Bertolak belakang dengan kelompok penentangnya yang selalu mengandalkan (imaji) kekuatan massa,
komunitas Parmalim memanfaatkan jalur-jalur personal dan informal. Jalur-jalur personal-informal itu
tidak hanya ditujukan pada actor-aktor partikelir seperti pendeta HKBP Air Bersih, HKBP Pusat dan
berbagai organisasi gereja yang berkaitan dengan HKBP; tetapi juga kepada representasi negara seperti
Lurah Binjai atau Dinas Tata Kota. Katanya, mereka bahkan dengan tegas menolak usulan kolega
mereka untuk melakukan gugatan hukum kepada negara.
Refleksi
Dalam kajian gerakan sosial, biasa dikenal adanya struktur kesempatan politik yang memungkinkan
atau tidak memungkinkan aktor sosial untuk bergerak. Struktur kesempatan politik (political
opportunity structure) itu didefinisikan oleh Sidney Tarrow sebagai “consistent—but not necessarily
formal, permanent, or national—signals to social or political actors which either encourage or
discourage them to use their internal resources to form social movements” (dalam Keck and
Sikkink, Activists Beyond Borders: Transnational Advocacy Networks in International Politics, Cornell
University Press, 1998). Struktur kesempatan politik itu dikenal terbagi dua, yaitu yang bersifat statis
dalam pengertian berkait dengan kelembagaan negara (bersifat eksternal terhadap aktor gerakan) seperti
terbukanya system politik, transparansi pengadilan; dan struktur kesempatan politik yang bersifat
dinamis, yang erat terkait dengan kondisi internal di dalam aktor-aktor gerakan (masyarakat sipil) itu
sendiri, seperti lemah/kuatnya solidaritas, aliansi, dan sejenisnya. Gerakan sosial yang berhasil biasanya
memiliki dua bentuk struktur kesempatan itu.

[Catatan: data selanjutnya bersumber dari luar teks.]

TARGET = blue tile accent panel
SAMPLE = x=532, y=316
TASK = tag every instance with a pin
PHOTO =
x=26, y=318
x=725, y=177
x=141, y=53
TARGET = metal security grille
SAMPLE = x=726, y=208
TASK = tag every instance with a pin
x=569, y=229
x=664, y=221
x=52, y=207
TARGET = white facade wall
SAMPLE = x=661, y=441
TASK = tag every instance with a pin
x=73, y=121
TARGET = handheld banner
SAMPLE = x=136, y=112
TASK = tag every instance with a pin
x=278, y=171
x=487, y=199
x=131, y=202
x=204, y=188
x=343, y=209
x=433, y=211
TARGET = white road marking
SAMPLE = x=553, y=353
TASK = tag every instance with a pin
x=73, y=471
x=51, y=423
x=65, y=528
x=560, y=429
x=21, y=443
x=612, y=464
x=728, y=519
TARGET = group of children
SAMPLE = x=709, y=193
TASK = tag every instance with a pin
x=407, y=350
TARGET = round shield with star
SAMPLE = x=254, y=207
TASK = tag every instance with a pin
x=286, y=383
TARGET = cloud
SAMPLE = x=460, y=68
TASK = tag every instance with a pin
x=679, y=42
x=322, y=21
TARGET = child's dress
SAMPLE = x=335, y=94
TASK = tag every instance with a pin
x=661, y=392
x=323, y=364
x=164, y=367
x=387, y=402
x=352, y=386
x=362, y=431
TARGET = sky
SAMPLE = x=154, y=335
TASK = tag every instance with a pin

Bila ditempatkan dalam bingkai analisis ini, perubahan sistem politik yang terjadi pascareformasi
sebenarnya baru menyumbang salah satu syarat keberhasilan gerakan sosial. Bila ingin benar-benar
berhasil, gerakan sosial juga harus ditunjang oleh syarat lainnya, yaitu kekompakan internal di dalam
masyarakat sipil itu sendiri. Syarat kedua ini sendiri masih harus ditunggu hasil akhirnya. Sekilas, hasil
sementara menunjukkan kecenderungan yang semakin memburuk. Memburuknya situasi masyarakat
sipil, yang antara lain bisa dilihat dari meningkatnya premanisme dan menguatnya gelombang
fundamentalisme, tentu saja menciptakan ancaman tersendiri bagi mereka yang ingin memperjuangkan
haknya, terutama kelompok minoritas. Dengan status minoritasnya yang rentan (entah karena jumlah
warga yang minimal maupun identitas yang rentan dipukul karena trauma [politik] masa lalu),
kelompok seperti sedulur sikep dan parmalim tampaknya secara strategis sengaja memilih strategi nonkonfrontasi untuk memperjuangkan hak dan kepentingan mereka.
Latar belakang sosial dan pandangan hidup dua komunitas ini, dua faktor minimal yang diurai di tulisan
singkat ini, menunjukkan secara jelas bahwa keduanya mengambil strategi non-konfrontatif BUKAN
KARENA mereka tidak punya sumberdaya untuk melakukan strategi konfrontatif. Dengan akses
mereka yang terbuka pada informasi, sulit dibantah jika mereka tahu betul soal perkembangan mutakhir
sistem politik atau sistem hukum di negeri ini. Strategi non-konfrontatif mereka bisa jadi diambil karena
dua hal (1) pandangan hidup mereka yang mementingkan harmoni; atau (2) mereka tidak yakin bahwa
masyarakat sipil yang menjadi rekan kerja mereka belum cukup kuat untuk menanggung resiko yang
mungkin muncul jika mereka melakukan strategi konfrontasi. Strategi konfrontatif bisa jadi
menempatkan keselamatan komunitas sebagai taruhannya, harga yang bisa jadi dianggap terlalu mahal
untuk dibayar oleh komunitas ini.
Bila asumsi ini benar adanya, barangkali harus dilakukan pembagian peran dalam gerakan untuk
memperjuangkan status kewarganegaraan yang sejajar bagi komunitas minoritas. NGOs dan kelompok
masyarakat sipil non-komunitas minoritas bisa mengambil peran lebih besar pada konfrontasi terbuka
di depan hukum, seperti uji materi terhadap produk perundangan yang membatasi pengakuan resmi
hanya pada 6 agama saja; pada saat yang sama, komunitas minoritas lebih banyak berperan dalam
penguatan jaring-jaring informal dengan berbagai komunitas mayoritas lain yang berpotensi menjadi
kawan sekaligus lawan, seperti pondok pesantren atau gereja. Dalam konteks ini, strategi kultural
menjadi sama pentingnya dengan strategi reformasi hukum.